Isabel tinha cada lembrança...
- Você toda semana queria ser uma coisa diferente.
- sim, mas lembra quando eu disse que queria ser  um passarinho?
Que relevância tinha isso? Murmurei em sentido positivo. Caiu por cima de mim.
- Ainda reservo essa vontade em segredo, mas não diga a ninguém.
Isabel era uma menina. Isabel ainda era uma menina.e a sua meninice me salvava da mediocridade do mundo.
- Téo, se pudesse ser outra pessoa, quem seria?
- Não sei, talvez o Mauro, nosso professor de química do ensino médio.
Sorriu achando graça.
- Bem escolhido. Boa cabeça, bom físico, tem o fusquinha mais rodado de Santa. eu seria sua amiga se você fosse o Mauro.
Respondeu em tom de brincadeira.
Sentou com as pernas cruzadas e as maõs no queixo. Estava inquieta, mudando a todo instante de posição.
- Eu seria a Isabel dos carnavais. A Isabel que assumo como verdadeira nos dias de folia. a que digo que sou para os desconhecidos, a que controla minhas atitudes até quarta feira.

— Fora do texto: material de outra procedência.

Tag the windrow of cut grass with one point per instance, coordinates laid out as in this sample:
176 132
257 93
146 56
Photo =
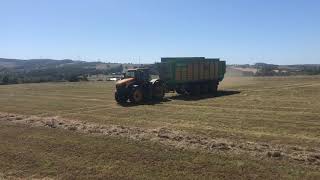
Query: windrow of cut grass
280 110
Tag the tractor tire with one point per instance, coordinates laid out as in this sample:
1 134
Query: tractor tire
136 96
120 98
158 91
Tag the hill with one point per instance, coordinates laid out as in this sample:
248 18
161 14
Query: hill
13 71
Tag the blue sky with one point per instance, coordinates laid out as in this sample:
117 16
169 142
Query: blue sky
240 31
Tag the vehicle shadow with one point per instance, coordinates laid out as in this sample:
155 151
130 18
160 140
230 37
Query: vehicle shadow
205 96
153 102
184 98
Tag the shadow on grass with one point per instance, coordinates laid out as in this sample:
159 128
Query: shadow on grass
184 98
206 96
152 102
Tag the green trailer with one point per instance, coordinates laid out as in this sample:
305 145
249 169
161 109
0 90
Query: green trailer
192 75
184 75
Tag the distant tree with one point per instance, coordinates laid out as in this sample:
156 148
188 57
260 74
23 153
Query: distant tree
5 79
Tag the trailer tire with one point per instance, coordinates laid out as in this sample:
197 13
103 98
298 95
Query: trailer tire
158 91
195 90
213 87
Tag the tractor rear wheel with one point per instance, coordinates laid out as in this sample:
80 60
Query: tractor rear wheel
120 98
136 95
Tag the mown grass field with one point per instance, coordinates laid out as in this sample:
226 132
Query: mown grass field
276 110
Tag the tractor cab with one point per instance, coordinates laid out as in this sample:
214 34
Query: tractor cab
137 86
139 74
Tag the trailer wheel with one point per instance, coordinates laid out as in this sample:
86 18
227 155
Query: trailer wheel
136 95
179 90
204 88
213 87
158 91
195 90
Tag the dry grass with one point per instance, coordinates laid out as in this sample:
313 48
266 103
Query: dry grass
275 110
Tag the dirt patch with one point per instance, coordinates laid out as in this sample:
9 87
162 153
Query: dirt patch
177 139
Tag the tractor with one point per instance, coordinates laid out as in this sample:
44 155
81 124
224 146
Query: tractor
137 86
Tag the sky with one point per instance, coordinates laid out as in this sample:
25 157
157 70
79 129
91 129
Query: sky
143 31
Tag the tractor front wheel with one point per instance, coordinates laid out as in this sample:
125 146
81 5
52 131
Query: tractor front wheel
136 95
120 98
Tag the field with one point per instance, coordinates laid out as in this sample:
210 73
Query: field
266 127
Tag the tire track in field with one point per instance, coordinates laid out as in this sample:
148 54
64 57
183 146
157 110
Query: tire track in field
174 138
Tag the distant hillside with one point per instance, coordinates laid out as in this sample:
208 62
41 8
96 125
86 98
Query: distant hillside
263 69
14 71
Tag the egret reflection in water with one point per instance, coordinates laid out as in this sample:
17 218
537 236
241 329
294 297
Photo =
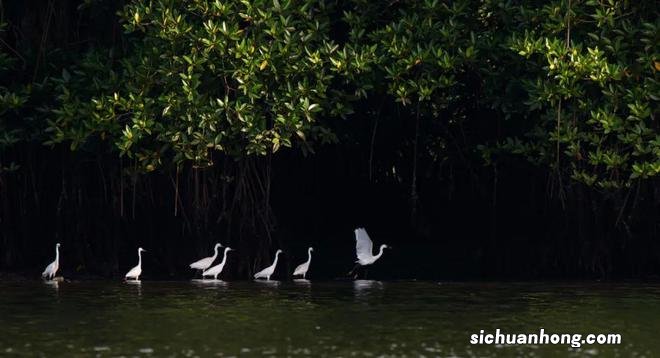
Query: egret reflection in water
338 318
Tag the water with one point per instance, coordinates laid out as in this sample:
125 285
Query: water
362 318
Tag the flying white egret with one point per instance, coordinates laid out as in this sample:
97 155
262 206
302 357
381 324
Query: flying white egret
206 262
302 268
51 269
136 271
268 271
217 269
364 249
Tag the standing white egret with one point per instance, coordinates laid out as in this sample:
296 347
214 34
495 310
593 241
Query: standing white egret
268 271
364 249
302 268
51 269
217 269
136 271
206 262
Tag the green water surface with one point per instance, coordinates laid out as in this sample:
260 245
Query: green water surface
343 319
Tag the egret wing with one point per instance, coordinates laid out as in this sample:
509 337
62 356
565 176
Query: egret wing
363 244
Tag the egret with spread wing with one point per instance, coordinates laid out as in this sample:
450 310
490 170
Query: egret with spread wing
135 272
217 269
302 268
51 269
364 249
268 271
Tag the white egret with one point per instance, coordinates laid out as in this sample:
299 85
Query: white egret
136 271
217 269
268 271
206 262
364 249
302 268
51 269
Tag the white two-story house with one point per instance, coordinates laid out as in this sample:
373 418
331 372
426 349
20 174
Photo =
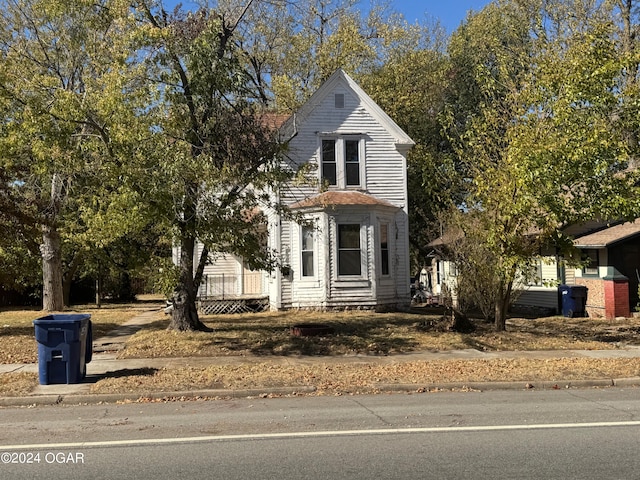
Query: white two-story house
349 247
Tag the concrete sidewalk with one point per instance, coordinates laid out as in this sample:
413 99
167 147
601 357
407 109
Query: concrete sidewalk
104 362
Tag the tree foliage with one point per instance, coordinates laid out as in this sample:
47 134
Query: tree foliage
535 122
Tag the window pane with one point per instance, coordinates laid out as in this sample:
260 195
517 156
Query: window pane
349 236
384 248
351 151
329 161
307 251
352 165
353 173
307 264
307 238
329 173
349 262
349 249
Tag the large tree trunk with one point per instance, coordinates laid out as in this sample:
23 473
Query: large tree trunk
184 316
52 291
68 278
502 306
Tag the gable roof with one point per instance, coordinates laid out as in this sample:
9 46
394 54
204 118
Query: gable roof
340 77
609 236
348 198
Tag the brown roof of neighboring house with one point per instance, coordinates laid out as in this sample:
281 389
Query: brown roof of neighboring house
608 236
328 199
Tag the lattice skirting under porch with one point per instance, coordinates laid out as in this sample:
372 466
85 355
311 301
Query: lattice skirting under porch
218 306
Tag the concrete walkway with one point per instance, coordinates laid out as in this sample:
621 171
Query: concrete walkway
104 362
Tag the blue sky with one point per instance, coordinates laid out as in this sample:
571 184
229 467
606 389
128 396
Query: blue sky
450 12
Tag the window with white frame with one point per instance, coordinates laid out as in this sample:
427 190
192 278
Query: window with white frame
591 259
349 253
342 161
307 251
384 248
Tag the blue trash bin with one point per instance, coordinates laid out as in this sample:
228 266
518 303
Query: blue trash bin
64 347
573 300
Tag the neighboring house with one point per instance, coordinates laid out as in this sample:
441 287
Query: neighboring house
611 272
351 248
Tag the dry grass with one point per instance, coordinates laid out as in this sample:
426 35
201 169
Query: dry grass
268 337
17 341
341 378
371 333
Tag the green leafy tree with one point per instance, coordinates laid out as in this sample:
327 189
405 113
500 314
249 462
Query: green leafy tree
213 151
67 109
532 123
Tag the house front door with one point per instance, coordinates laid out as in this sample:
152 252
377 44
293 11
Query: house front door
251 281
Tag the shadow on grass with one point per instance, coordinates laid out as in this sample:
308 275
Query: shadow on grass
125 372
374 336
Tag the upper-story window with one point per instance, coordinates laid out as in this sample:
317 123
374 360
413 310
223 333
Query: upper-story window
341 162
591 259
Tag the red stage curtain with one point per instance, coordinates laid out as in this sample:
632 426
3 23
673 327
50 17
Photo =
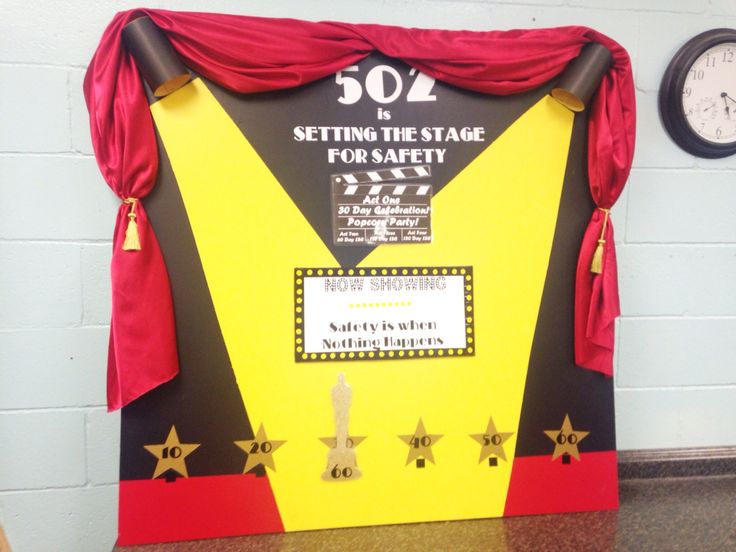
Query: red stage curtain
251 54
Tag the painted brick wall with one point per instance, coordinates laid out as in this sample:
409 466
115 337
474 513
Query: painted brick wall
676 385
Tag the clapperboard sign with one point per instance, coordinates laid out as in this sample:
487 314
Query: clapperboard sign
382 206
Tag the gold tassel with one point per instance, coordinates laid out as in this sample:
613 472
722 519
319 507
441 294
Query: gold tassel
132 241
596 264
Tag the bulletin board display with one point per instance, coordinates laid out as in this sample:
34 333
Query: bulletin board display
373 279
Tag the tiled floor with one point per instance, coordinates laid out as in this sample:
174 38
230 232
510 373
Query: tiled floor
688 514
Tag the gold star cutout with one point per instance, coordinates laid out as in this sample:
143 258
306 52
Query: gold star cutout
420 444
491 442
353 441
259 450
171 454
566 439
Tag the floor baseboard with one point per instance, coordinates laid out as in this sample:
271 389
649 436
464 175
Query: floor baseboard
685 462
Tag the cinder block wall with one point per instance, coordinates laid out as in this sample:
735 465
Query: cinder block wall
676 385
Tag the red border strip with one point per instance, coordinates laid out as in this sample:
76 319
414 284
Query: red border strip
154 510
542 486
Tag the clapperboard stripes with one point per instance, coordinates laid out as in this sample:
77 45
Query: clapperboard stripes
382 206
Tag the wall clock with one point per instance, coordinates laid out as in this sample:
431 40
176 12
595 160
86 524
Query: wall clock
697 97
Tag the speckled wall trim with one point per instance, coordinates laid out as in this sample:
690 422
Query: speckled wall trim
689 462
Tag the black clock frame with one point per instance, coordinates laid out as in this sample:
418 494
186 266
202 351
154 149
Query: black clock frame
671 110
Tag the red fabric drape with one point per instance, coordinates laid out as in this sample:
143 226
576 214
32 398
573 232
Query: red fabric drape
250 54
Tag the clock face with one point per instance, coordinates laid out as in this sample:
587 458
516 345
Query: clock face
709 94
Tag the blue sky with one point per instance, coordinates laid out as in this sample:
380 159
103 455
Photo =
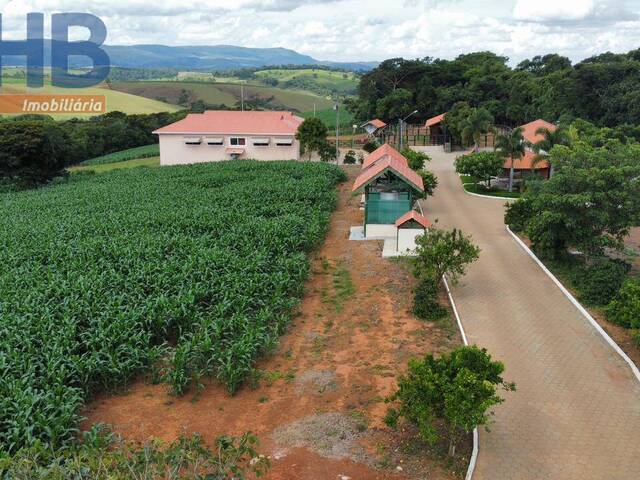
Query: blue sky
350 30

Ela se parece comigo, só que é bem mais legal...
- Mas é mentira!
- Como mentira? Se vive em mim, se me controla e toma conta dessa Isabel sem graça de todos os dias comuns. É que no carnaval, Téo, somos quem queremos ser e não quem realmente somos.
- Mas é fingir!
- Fantasiar, Téo. e por que não? Não se trata de fingir mas de deixar fluir outros lados que moram em nós, mas que normalmente são ocultos por causa das nossas personalidades de rotina, personalidade que somos obrigados a ter pelo nosso cotidiano. Carnaval é isso, e é por isso que dá alegria.

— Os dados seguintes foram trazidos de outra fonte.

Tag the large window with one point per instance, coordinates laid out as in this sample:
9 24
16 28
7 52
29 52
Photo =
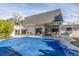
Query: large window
17 32
17 23
38 30
69 29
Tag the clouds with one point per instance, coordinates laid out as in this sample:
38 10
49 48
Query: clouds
68 10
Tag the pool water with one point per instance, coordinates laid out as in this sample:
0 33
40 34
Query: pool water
29 46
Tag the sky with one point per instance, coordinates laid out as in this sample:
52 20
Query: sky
70 11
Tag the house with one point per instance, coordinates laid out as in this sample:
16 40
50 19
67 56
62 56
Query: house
39 23
72 28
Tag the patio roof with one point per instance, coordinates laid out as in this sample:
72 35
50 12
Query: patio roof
43 18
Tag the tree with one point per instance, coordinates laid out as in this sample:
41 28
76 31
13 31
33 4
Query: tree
6 28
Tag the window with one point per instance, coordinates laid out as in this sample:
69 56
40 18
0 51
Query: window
17 32
24 31
17 23
69 29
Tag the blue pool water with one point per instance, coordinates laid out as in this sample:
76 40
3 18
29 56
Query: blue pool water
28 46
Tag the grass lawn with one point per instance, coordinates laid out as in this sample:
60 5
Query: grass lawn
76 42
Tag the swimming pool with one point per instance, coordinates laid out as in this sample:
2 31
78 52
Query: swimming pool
30 46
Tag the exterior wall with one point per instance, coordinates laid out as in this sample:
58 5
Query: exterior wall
31 28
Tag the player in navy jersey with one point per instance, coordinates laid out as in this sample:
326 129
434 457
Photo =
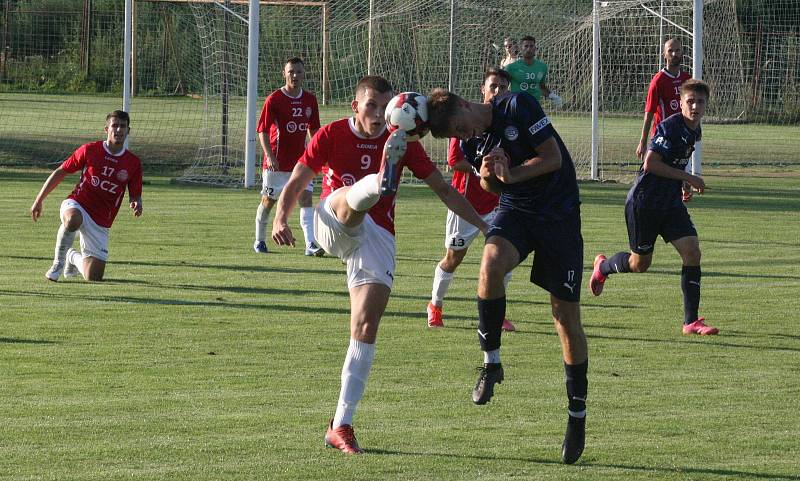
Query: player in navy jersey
524 159
654 206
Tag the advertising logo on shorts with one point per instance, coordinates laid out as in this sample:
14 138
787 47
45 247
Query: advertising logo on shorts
511 133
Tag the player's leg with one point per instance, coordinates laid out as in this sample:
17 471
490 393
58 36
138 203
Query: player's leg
351 208
500 256
643 228
566 316
90 262
307 223
369 270
71 220
269 196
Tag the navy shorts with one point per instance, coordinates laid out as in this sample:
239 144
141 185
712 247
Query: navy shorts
557 247
644 225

beijou minha bochecha com delicadeza. E cortando qualquer possível pensamento meu de oposição, perguntou com rapidez.
- e se pudesse ser alguma coisa desse jardim, qual seria?
- O portão.
- Ora, Téo. com tanta coisa bonita por que logo o portão?
- Ele é o que permite a entrada a todas as coisas bonitas e assiste tudo o que acontece aqui. Acompanha toda essa beleza e tudo que é vivido, ele está sempre velando a vida do jardim. E você seria una árvore, adivinhei?
- Uma árvore? Deve ser chato ser uma árvore! eu queria ser uma borboleta. Ela está sempre deixando tudo mais bonito. Antes é uma lagarta e depois que vira uma borboleta, com toda a graciosidade e encanto, tem apenas vinte e quatro horas para viver. Mais vale um dia só intenso do que uma longe vida mansa.
Isabel sempre foi assim, intensa, vivendo cada dia com vigor, dando o máximo de si. Nunca entendi como aguentava minha calma quase preguiçosa de viver. Eu espero acontecer, Isabel não. Ela vai atrás dos acontecimentos.
- Isabel, já começa a escurecer. Vamos entrar?
- Vejo que não perde o medo de escuro. Mas vamos sim, que já estou com frio e farta dessa fantasia,preciso de um bom banho quente.